California is the first state to enable distributed solar or storage projects to use flexible interconnection, but the hardware required to flexibly control output may not yet be available.

A flexible interconnection option for distributed solar or storage in California that was long in the works has now taken effect.

The option will enable projects to interconnect that would otherwise need to await grid upgrades.

A project developer may now choose to abide by “limited generation profiles,” which specify the maximum amount of electric generation a distributed energy resource system will export to the grid at different times throughout the year.

For a developer who chooses this option, the California Public Utilities Commission (CPUC) ruled that energy exports may be controlled by a power control system that meets the UL 3141 standard for power control systems with an integrated schedule. Power control systems are composed of a controller, sensors, and inverters.

UL 3141 has included a scheduling function since October, 2024, said Brian Lydic, chief regulatory engineer of the Interstate Renewable Energy Council (IREC). The CPUC order took effect nine months later, but Lydic said the California Energy Commission’s equipment list does not yet show any power control systems that meet the UL standard.

“Hopefully there’s some market pull to get manufacturers to get equipment listed,” he said, now that the flexible generation option is available in California, “but there could be some lag.”

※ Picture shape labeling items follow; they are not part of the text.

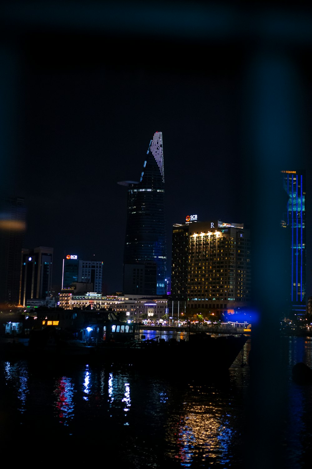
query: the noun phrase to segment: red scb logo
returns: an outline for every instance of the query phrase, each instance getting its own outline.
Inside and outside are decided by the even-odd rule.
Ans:
[[[185,219],[187,221],[194,221],[194,220],[197,220],[197,215],[188,215]]]

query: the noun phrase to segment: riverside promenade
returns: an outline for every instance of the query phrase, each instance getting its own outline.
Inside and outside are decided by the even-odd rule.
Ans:
[[[251,334],[251,328],[250,324],[241,324],[233,325],[232,323],[227,324],[221,323],[213,326],[203,325],[202,324],[190,324],[187,325],[145,325],[144,324],[136,324],[137,333],[141,331],[170,331],[173,332],[204,332],[209,334]]]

The CPUC order specifies that a solar or storage developer may choose one of three approaches to limit a system’s generation levels to avoid times of congestion on the distribution circuit, as identified by the utility’s integration capacity analysis for that circuit. The different approaches apply either to different hours of the day, or to a combination of times of the year and hourly blocks. The three approaches are described in Table 3 of the order under the headings “24-hourly,” “Block,” and “18-23-fixed.”

A long road

IREC has traced the work of clean energy stakeholders over ten years that led to the flexible interconnection option.

The foundation for limited generation profiles was laid when California required utilities to publish detailed, time-varying data on grid conditions on each distribution circuit, IREC noted.

Stakeholders first achieved a CPUC ruling in 2017 requiring the state’s utilities to publish integration capacity analyses, also known as hosting capacity analyses, that are specific to each distribution circuit. Then, after IREC found errors in interconnection capacity analysis (ICA) data, stakeholders achieved a 2021 CPUC ruling requiring utilities to validate the data.

The CPUC then began considering the use of ICA data to allow flexible interconnection, and defined the flexible interconnection process in its 2024 order, six years after limited generation profiles were first proposed.

IREC said that the CPUC’s rules for limited generation profiles may be adapted over time as utilities collect data, as ordered by the CPUC, related to facilities using the profile.